Press p to sort the processes by the amount of CPU that the processes are using.
Press m to sort the processes by the amount of memory that the processes are using.
2. Determine what features are using most of the CPU resources.
There is a command in the CLI to let you see the top few processes currently running that use the most CPU resources. The CLI command get system performance top outputs a table of information. You are interested in the second most right column, CPU usage by percentage. If the top few entries are using most of the CPU, note which processes they are and investigate those features to try and reduce their CPU load. Some examples of processes you will see include:
ipsengine — the IPS engine that scans traffic for intrusions
scanunitd — antivirus scanner
httpsd — secure HTTP
iked — internet key exchange (IKE) in use with IPsec VPN tunnels
newcli — active whenever you are accessing the CLI
sshd — there are active secure socket connections
cmdbsrv — the command database server application
Go to the features that are at the top of the list and look for evidence of them overusing the CPU. Generally the monitor for a feature is a good place to start.
3. Check for unnecessary CPU “wasters”.
These are some best practises that will reduce your CPU usage, even if you are not experiencing high CPU usage. Note that if you require a feature this section tells you to turn off, ignore it.
Use hardware acceleration wherever possible to offload tasks from the CPU. Offloading tasks such as encryption frees up the CPU for other tasks.
Avoid the use of GUI widgets that require computing cycles, such as the Top Sessions widget. These widgets are constantly polling the system for their information, which uses CPU and other resources.
Schedule antivirus, IPS, and firmware updates during off peak hours. Usually these don’t consume CPU resources but they can disrupt normal operation.
Check the log levels and which events are being logged. This is the severity of the messages that are recorded. Consider going up one level to reduce the amount of logging. Also if there are events you do not need to monitor, remove them from the list.
Log to FortiCloud instead of memory or Disk. Logging to memory quickly uses up resources. Logging to local disk will impact overall performance and reduce the lifetime of the unit. Fortinet recommends logging to FortiCloud which doesn’t use much CPU.
If the disk is almost full, transfer the logs or data off the disk to free up space. When a disk is almost full it consumes a lot of resources to find the free space and organize the files.
If you have packet logging enabled, consider disabling it. When it’s enabled it records every packet that comes through that policy.
Halt all sniffers and traces.
Ensure you are not scanning traffic twice. If traffic enters the FortiGate unit on one interface, goes out another, and then comes back in again that traffic does not need to be rescanned. Doing so is a waste of resources. However, ensure that traffic truly is being scanned once.
Reduce the session timers to close unused sessions faster. To do this in the CLI enter the following commands and values.

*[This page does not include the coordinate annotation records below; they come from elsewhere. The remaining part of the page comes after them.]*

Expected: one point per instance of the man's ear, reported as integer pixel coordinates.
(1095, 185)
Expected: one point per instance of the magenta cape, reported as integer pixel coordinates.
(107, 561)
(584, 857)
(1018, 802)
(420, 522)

These values reduce the values from defaults. Note that tcp-timewait has 10 seconds added by the system by default.
config system global
set tcp-halfclose-timer 30
set tcp-halfopen-timer 30
set tcp-timewait-timer 0
set udp-idle-timer 60
end
Enable only features that you need under System > Config > Features.
4. When CPU usage is under control, use SNMP to monitor CPU usage. Alternately, use logging to record CPU and memory usage every 5 minutes.
Once things are back to normal, you should set up a warning system to alert you of future CPU overusage. A common method to do this is with SNMP. SNMP monitors many values on the FortiOS and allows you to set high water marks that will generate events. You run an application on your computer to watch for and record these events. Go to System > Config > SNMP to enable and configure an SNMP community. If this method is too complicated, you can use the System Resources widget to record CPU usage. However, this method will not alert you to problems - it will just record them as they happen.